After leaving the NHS in December, Professor Joe McDonald still has the health service on his mind as he looks to implement his own tech vision.

I left the NHS in December and gleefully bade farewell to some of  the appalling staff side software that doctors and nurses have to use, or so I thought. A few days later I got a call from a friend in general practice to ask if could help out with the start of Newcastle’s now extremely successful vaccination programme. How could I refuse? All I had to do was three modules of training on the NHS Online Learning Management System (OLMS). My blood ran cold, I thought I had escaped the truly god-awful user interface of OLMS that is ubiquitous in the NHS.

I logged in to the mother of all UX nightmares and eventually found the required training modules and slogged my way through them, screen-shotting my end of module test results, in case the system decided to forget me or crash or have some down-time, so that I would be able to prove to the vaccination team that I knew to put the pointy end in the patient without having to repeat the experience.

Soon I had my first shift at the Vaccination Centre at Newcastle Racecourse. It was a joyous experience, many of the volunteers were recently retired and many known to me, it was a school reunion but with years of experience and a steely purpose. Within days we were a well-oiled, silver-haired  vaccinating machine.

We vaccinated everything the GP record put in front of us, we found extra doses in every vial and if we had anything left at the end of the day we pulled people in off the street to make sure not a drop was wasted. This is what happens when you in-source a healthcare problem to the NHS and give NHS people the resource to get the job done. Yes, I am looking at you, Test and Trace.

Open source revolution 

At the same time as my nasty, and I hope final, encounter with OLMS, I got a call from Kevin Monk, CEO of SARD JV, the small company who provided appraisal software for myself, a rare example of usable back office software for NHS staff with instant online support, so he had my attention. No, I am not on commission.

“Would you like to help us with  an open-source revolution in NHS software?”

“Errrrr, no thanks Kevin. The NHS isn’t interested, there’s a cosy duoply in primary care and we’re signing long contracts for American EPRs in secondary care. We lost that war largely without firing a shot  and we are cementing  in our proprietary foundations. Covid-19 made it even worse, the NHS is now fully addicted to Microsoft Teams.”

“But, Joe, you preach the gospel of a modular, cultivational approach to health tech espoused by Prof Margunn Aanestad? You applied those principles successfully in The Great North Care Record, right?. OK, the game may be over in the EPR market what about all the misery caused by staff side software, that wastes NHS time and money too.”

Of course he’s right, the EPR is just one of many systems deployed in an NHS trust and I have been obsessed with them to the exclusion of all the other systems. This is a genius idea! What if you could get the NHS to move to an open platform, cultivational, modular approach on the staff side of the NHS, by sneaking around the back of the expensive monolithic EPR with a SUS [System usability scale] score of 52, rather than a full frontal assault on well-dug in and treasured deployments upon which a generation of CIOs and CCIO’s have bet the farm.

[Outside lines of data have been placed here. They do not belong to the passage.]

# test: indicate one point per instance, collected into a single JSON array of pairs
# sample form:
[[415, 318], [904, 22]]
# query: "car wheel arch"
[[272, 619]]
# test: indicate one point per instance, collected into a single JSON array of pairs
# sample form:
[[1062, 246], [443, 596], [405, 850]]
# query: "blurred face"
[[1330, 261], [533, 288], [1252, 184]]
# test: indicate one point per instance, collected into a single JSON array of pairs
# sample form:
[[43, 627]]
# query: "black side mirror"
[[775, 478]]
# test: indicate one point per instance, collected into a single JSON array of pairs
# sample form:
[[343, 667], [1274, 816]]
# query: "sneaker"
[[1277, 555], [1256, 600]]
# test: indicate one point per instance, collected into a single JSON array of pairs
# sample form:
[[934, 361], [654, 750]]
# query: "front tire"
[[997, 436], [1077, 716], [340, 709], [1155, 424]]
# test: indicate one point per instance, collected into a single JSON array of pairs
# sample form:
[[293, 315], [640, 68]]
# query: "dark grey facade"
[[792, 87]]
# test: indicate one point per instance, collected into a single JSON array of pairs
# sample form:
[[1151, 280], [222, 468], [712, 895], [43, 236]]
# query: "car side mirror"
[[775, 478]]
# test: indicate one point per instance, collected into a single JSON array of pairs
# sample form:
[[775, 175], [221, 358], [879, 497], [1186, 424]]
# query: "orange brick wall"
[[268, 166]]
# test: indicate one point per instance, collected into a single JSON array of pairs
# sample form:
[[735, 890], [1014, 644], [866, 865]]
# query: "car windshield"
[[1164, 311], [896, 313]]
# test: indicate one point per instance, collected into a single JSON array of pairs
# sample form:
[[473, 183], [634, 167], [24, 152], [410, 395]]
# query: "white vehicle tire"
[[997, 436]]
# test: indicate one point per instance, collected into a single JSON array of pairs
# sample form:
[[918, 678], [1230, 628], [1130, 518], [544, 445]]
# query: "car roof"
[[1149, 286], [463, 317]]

A bit like the closing scene of Independence Day when Jeff Goldblum and Will Smith infect the alien invaders’ mother ship with a viral payload that spreads and saves the earth.

Eventually it might even enable EPRs to be interoperable and modular. A radical idea but one worthy of a trial I think. Like the vaccination campaign, in-source NHS IT, starting with staff side software.

The grand plan

But how? Well, Kevin and I are both fans of Matt Hancock’s 2018 tech vision, and his reiterated desire at Rewired recently to separate data and applications shows an understanding of these issues which we are unlikely to see again in a secretary of state for a very long time, if ever. So we need to act now and somewhat impertinently, we have taken taken it upon ourselves to write a Tech Vision Execution Plan. You can read it here.

Central to that plan though is the creation of a company, Public Money Public Code Limited (or CIC, or co-op or whatever), to develop staff-side systems that are designed to be modular and interoperable.

Having watched the NHS try to procure its way to modern interoperable health tech fruitlessly for the last 15 years, it’s time to try something else. For too long the NHS has turned up at the dogfight of the health tech market without a dog. We need a dog in the fight. In cognitive behaviour therapy we say “if you always do what you’ve always done, you’ll always get what you’ve always got”. With the news that NHSX is to be absorbed into the new transformational wing of the NHS alphabet surely now is the time to do something genuinely different.

When George Osbourne gave me £4million, as part of his Connected Health Cities initiative, we built The Great North Care Record which was used nearly a quarter of a million times last month.

If Matt Hancock gives me £5 million we will deliver Public Money Public Code Limited and show how to execute his Tech Vision. Not just in terms of code but also all the other periodic table of essential elements required to breed success, the culture, the community, the soft stuff that made Great North Care Record a success.

As we say in the North East, “Shy bairns get Nowt.”

Declaration of interest: Joe McDonald has done some paid consultancy for SARD JV but his and Kevin Monk’s work on the Tech Vision Execution plan is unpaid and there is currently no budget identified for a tech vision execution plan.